Details zur Beschlagnahme von Vermögenswerten

Berichten zufolge hat die iranische Justiz 182 Bankkonten gesperrt und auch Immobilien und Vermögenswerte von Personen beschlagnahmt, die als soziale Aktivisten und Journalisten anerkannt sind. Diese Maßnahmen werden als Teil der verstärkten Bemühungen der Regierung angesehen, die Stimmen der Opposition zum Schweigen zu bringen. Der Vorwurf gegen diese Personen ist im Allgemeinen die Unterstützung von Regierungen, die Iran als "Feind" betrachtet.

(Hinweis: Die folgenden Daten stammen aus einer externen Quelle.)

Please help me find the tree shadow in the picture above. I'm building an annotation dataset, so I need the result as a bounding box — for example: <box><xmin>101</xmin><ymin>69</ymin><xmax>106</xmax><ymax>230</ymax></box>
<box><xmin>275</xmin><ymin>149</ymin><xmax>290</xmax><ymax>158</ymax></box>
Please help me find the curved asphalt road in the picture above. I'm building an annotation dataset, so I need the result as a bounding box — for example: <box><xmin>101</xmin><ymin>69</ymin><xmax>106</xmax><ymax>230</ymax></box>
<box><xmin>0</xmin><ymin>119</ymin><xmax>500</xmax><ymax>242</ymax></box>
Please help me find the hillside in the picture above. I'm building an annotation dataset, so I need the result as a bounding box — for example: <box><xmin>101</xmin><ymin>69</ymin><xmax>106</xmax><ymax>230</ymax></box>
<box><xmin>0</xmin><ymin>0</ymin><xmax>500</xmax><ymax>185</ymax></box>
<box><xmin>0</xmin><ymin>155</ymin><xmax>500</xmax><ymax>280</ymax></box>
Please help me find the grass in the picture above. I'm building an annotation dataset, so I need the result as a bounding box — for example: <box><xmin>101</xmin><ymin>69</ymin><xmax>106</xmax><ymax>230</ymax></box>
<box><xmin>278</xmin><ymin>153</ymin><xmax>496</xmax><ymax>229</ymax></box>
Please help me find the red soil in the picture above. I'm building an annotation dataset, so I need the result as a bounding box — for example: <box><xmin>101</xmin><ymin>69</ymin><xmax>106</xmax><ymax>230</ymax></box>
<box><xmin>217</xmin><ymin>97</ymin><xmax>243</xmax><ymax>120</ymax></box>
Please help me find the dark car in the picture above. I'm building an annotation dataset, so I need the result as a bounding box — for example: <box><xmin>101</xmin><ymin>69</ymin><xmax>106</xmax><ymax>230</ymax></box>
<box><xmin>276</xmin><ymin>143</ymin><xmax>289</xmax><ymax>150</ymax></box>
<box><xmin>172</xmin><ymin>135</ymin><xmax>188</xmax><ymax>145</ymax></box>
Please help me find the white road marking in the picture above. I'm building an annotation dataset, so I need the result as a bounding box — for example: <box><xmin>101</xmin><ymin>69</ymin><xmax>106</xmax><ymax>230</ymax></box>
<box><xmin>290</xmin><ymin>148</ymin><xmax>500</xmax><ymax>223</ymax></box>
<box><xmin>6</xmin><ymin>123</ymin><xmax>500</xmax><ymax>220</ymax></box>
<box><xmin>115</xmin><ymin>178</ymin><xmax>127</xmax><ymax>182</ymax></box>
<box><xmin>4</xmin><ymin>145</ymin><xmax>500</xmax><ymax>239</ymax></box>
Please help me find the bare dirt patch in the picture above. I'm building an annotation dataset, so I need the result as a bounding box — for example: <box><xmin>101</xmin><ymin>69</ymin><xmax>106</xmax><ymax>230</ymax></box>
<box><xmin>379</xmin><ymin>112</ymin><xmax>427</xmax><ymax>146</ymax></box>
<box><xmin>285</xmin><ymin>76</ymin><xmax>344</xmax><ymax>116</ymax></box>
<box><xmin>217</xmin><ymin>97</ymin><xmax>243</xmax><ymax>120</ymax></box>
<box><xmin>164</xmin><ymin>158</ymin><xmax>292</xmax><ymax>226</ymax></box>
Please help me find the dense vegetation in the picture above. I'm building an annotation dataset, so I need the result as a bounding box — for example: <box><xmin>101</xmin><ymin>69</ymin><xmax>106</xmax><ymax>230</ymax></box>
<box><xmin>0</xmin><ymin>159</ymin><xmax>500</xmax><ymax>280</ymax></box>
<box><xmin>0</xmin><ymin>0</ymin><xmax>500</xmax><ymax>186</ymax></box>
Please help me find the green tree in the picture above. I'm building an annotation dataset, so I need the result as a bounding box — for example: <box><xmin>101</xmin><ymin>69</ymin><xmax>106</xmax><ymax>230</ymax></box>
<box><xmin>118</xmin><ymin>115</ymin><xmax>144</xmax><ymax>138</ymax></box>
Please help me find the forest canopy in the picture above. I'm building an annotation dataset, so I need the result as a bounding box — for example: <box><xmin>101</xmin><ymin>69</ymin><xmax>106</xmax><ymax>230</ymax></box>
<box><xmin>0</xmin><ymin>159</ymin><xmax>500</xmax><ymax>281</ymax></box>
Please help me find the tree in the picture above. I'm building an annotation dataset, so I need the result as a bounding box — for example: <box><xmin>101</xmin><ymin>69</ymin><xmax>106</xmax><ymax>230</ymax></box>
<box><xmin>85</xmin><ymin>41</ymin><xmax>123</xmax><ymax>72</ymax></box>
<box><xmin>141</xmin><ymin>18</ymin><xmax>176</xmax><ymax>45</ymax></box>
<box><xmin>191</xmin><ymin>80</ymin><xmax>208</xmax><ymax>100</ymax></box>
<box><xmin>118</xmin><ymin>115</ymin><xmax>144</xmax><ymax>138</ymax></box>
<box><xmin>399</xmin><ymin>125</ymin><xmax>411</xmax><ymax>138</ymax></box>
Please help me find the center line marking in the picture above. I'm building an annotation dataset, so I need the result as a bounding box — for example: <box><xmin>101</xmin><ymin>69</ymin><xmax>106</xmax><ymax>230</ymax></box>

Humanitäre und politische Folgen

Seit Beginn der Proteste in Iran hat die Regierung des Landes die Demonstranten stark unterdrückt. Berichten zufolge wurden seit Jahresbeginn mindestens 532 Personen hingerichtet, von denen 29 mit den Protesten in Verbindung stehen. Diese Maßnahmen haben nicht nur die globalen Menschenrechtsbedenken verstärkt, sondern auch die Beziehungen Irans zu anderen Ländern, insbesondere in Europa, beeinflusst.

Europäische Länder haben heftig auf diese Maßnahmen Irans reagiert und die Regierungen in dieser Region aufgefordert, die Menschenrechte zu respektieren und die Unterdrückung zu beenden. Während einige Länder nach neuen Sanktionen gegen Iran streben, suchen andere nach diplomatischen Lösungen zur Behebung der Krise.

Diese Situation ist insbesondere für iranische Bürger, die in Europa leben, besorgniserregend. Sie sind stark von den inneren Entwicklungen ihres Landes betroffen und haben in vielen Fällen aus Angst vor einer Rückkehr nach Iran und den negativen Konsequenzen geschwiegen.